During the 2024-2025 fiscal year, competition among producers drove the average price of leases on these locally administered tracts up to $3,161.91 per acre. In the 2025-2026 fiscal year, fewer bidders and less interest took the average down to just $1,032.49 per acre-a 67.3% plunge that left special districts and parish school boards capturing about one-third of the upfront cash funding received in the prior year.

This multi-million dollar drop in parish revenues comes at the same time Baton Rouge policymakers are changing the rules for companies drilling on state-owned lands and water bottoms. To encourage new oil and gas production, Louisiana regulators finalized a plan in March that slashes drilling royalty rates, which had been as high as 20.5%, to the statutory minimum of 12.5%.

When introducing the State Lease Investment Program, Louisiana Department of Conservation and Energy Secretary Dustin Davidson said officials attempted to balance oil and gas production growth with the funding needs of local communities.

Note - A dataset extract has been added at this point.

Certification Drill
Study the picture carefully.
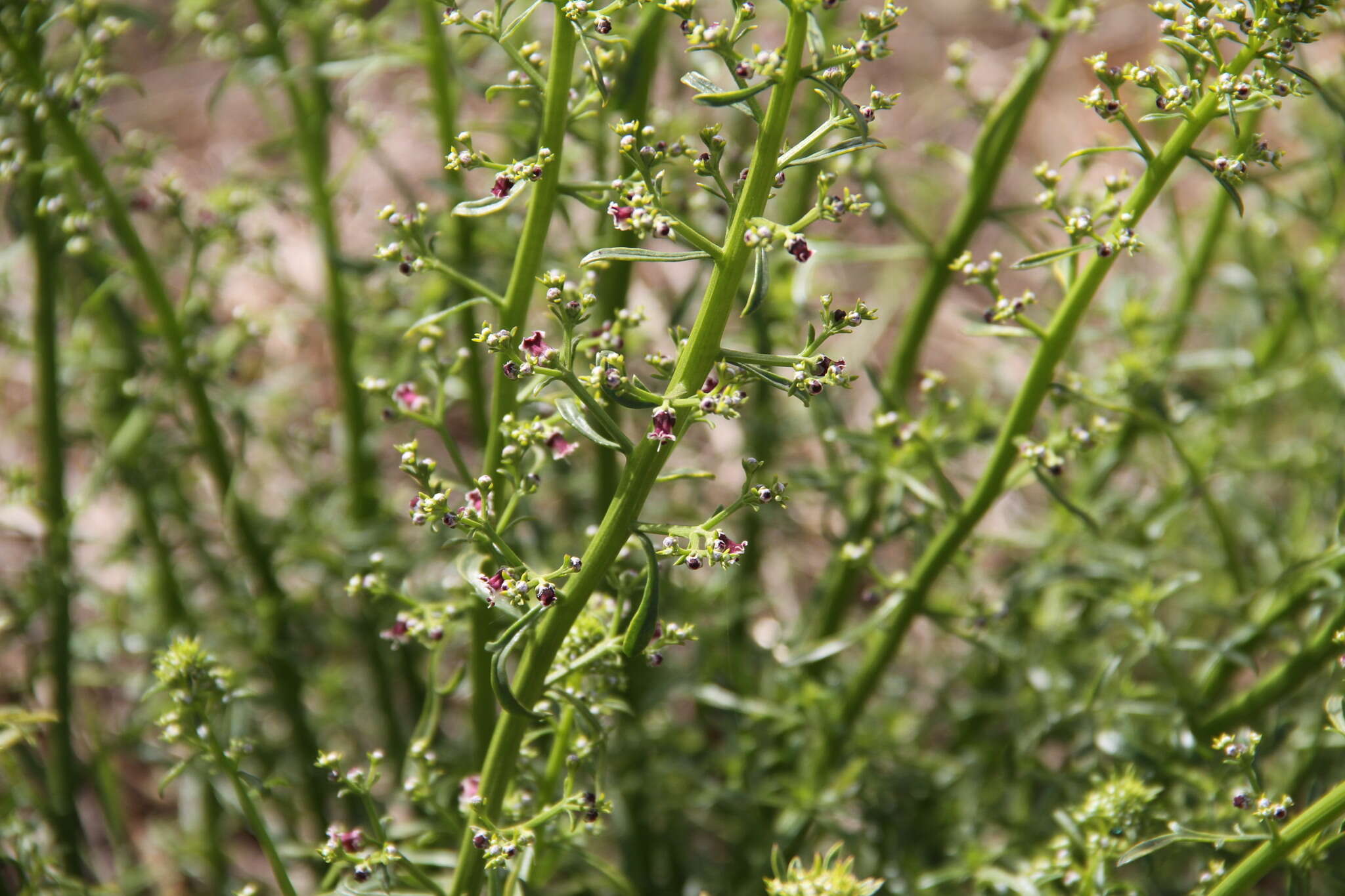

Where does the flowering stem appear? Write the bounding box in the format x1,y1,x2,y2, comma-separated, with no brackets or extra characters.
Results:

“We want to make sure we are being responsive to the drivers of our energy economy, while still protecting the interests of our state and its citizens,” Davidson said. “This incentive structure is designed to attract long-term investment, but it requires a temporary rebalancing of our near-term revenue expectations.”

Louisiana Oil and Gas Association President Mike Moncla argues that regulatory relief is needed to reverse a long-term decline in the state’s oil production. Moncla notes that cost predictability is vital for independent producers to justify expensive projects. “When independent operators can reliably predict their costs, they can allocate more to supporting and expanding their workforce,” Moncla said of the royalty relief program. “Fairness and predictability lead to more investment.”

The locally administered funding traces back to historic land allocations known as Section 16 school lands, which generate mineral revenues for local school boards and parish governments throughout Louisiana.

In Caddo Parish, funding for routine maintenance at local campuses like Mooringsport Elementary is pinched when that broader parish fund shrinks, while across the river, Bossier Parish school planners must account for the volatile energy revenues while managing suburban growth.

In the 2023-2024 fiscal year, the Caddo Parish School Board received $1.21 million in combined lease and royalty revenues from mineral production. For the coming fiscal year, local school planners are budgeting for that funding bucket to drop to a baseline of $700,000, an amount provided entirely by a continuous stream of royalty payments each month.

In Louisiana’s coastal southeast, port authorities, levee boards, and municipal governments allocate funding from agency lease sales primarily to drainage systems, emergency pumps, and shoreline erosion defense.

The Plaquemines Parish School Board routinely authorizes mineral leases on coastal tracts to bolster school funding. In recent fiscal years, Plaquemines was frequently part of a core group of coastal parishes generating hundreds of thousands of dollars annually from leasing school lands.